Yaeshae's Story


“I always thought that I was not good enough.”

Pretty powerful feelings for an adult, let alone a teenage girl like Yaeshae, now a junior in high school. Feeling alone and looking for guidance after her mother’s passing, at 14 Yaeshae turned to PEARLS for Teen Girls as a safe haven.

Girls join PEARLS from all walks of life, many facing neighborhoods rife with generational poverty, substance abuse, family instability and crime. But with PEARLS they have a space to call their own, to open up and share a bond they build with their PEARLS sisters.

“I challenged myself on accepting the fact that my mother was gone and I basically had to grow ‘alone’. I chose to do things that made her proud.”

Your gift to PEARLS supports Yaeshae and thousands of other PEARLS girls’ personal growth through our programming offering them safety, security and support.

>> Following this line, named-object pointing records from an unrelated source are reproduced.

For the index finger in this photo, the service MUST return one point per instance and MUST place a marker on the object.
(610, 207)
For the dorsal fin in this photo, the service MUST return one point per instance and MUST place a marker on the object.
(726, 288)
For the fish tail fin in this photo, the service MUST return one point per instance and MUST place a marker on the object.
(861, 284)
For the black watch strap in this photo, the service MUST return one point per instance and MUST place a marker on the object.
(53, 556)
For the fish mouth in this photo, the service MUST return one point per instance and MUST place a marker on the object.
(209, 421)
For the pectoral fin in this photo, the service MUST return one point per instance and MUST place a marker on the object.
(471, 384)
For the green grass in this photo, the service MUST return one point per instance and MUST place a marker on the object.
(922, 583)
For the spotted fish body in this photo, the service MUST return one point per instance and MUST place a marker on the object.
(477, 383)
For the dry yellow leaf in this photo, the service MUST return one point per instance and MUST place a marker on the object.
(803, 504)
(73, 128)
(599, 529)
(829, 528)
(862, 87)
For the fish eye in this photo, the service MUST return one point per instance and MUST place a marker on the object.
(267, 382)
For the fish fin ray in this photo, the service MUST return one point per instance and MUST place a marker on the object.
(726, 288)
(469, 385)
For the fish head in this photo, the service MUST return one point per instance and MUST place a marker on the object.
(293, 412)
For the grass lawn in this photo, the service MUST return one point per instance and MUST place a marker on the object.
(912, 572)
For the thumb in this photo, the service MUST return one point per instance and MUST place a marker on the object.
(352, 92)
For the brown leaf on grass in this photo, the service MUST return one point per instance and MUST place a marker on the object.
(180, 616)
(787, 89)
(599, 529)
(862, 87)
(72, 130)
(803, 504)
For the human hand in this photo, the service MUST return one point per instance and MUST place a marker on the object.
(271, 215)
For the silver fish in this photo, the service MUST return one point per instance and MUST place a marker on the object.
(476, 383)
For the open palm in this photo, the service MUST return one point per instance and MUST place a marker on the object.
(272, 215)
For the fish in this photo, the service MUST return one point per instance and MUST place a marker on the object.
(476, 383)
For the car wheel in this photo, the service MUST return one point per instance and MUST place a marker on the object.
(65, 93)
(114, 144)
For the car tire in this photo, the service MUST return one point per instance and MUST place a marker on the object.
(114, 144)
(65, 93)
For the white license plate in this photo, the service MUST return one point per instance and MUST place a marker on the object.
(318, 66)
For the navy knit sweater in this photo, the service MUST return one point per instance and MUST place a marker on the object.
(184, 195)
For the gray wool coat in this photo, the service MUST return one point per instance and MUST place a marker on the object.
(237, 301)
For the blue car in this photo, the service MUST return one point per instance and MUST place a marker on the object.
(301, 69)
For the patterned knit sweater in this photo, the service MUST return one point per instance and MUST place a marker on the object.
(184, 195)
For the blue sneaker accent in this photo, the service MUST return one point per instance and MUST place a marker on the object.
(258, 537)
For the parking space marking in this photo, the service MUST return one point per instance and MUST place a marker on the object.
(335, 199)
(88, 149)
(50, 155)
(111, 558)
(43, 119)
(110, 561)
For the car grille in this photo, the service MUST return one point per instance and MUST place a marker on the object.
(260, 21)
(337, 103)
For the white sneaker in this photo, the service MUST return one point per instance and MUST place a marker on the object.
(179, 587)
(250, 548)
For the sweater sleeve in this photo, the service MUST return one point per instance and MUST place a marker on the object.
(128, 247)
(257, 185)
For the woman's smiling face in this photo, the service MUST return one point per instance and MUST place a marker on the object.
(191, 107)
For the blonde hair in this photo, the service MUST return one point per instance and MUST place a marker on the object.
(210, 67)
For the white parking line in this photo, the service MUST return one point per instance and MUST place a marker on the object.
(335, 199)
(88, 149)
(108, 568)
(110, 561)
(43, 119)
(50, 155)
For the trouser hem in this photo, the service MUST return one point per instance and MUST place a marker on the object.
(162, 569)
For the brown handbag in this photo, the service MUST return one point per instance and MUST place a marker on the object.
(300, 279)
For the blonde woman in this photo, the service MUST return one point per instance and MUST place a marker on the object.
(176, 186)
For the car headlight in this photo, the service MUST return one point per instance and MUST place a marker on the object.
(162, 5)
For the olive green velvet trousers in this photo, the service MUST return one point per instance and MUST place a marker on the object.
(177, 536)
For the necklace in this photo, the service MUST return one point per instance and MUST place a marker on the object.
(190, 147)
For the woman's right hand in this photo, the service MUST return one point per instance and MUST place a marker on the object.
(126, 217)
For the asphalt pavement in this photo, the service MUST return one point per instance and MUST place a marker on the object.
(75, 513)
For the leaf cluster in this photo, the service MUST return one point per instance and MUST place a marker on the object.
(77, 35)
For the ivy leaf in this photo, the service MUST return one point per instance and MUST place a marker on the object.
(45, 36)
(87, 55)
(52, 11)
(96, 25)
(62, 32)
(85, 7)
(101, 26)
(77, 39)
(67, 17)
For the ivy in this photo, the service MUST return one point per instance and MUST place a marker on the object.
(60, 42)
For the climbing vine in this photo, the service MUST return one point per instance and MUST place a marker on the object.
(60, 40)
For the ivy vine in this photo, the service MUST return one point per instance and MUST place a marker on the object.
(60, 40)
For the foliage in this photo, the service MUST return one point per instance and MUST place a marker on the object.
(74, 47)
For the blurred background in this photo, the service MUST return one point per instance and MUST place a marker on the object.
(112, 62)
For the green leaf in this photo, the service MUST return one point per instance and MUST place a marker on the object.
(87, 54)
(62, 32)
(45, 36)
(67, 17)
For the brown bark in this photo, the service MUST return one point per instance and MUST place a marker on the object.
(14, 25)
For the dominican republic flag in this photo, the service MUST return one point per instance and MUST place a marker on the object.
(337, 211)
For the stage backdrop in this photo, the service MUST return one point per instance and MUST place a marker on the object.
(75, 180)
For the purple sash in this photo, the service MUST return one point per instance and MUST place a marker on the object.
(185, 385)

Now living with her sister, Yaeshae has continued attending PEARLS groups and is one of our teen facilitators. Every week, Yaeshae and her PEARLS sisters discuss healthy relationships, build their conflict resolution skills, and gain confidence by setting and achieving their goals. They follow our signature PEARLS Leadership Compass Curriculum, are active in our College and Career Readiness program, and connect with PEARLS alumnae as well as successful, women leaders.

“Coming to PEARLS has helped me become a better me. I see myself achieving my goals and having a better future. It gave me a different outlook on everything and made me more open minded about different situations.”

We are on track to serve an unprecedented 1,660 girls in 2015. As PEARLS’ first Program Coordinator and first Director of Program Services, I am thrilled to take PEARLS to the next level as Executive Director. I strive to make sure every PEARLS girl has the opportunity to see her potential and build inner confidence.

Will you support girls’ self-development and strengthen our community through an investment in PEARLS girls this year?

My sincere thanks for considering an investment in girls.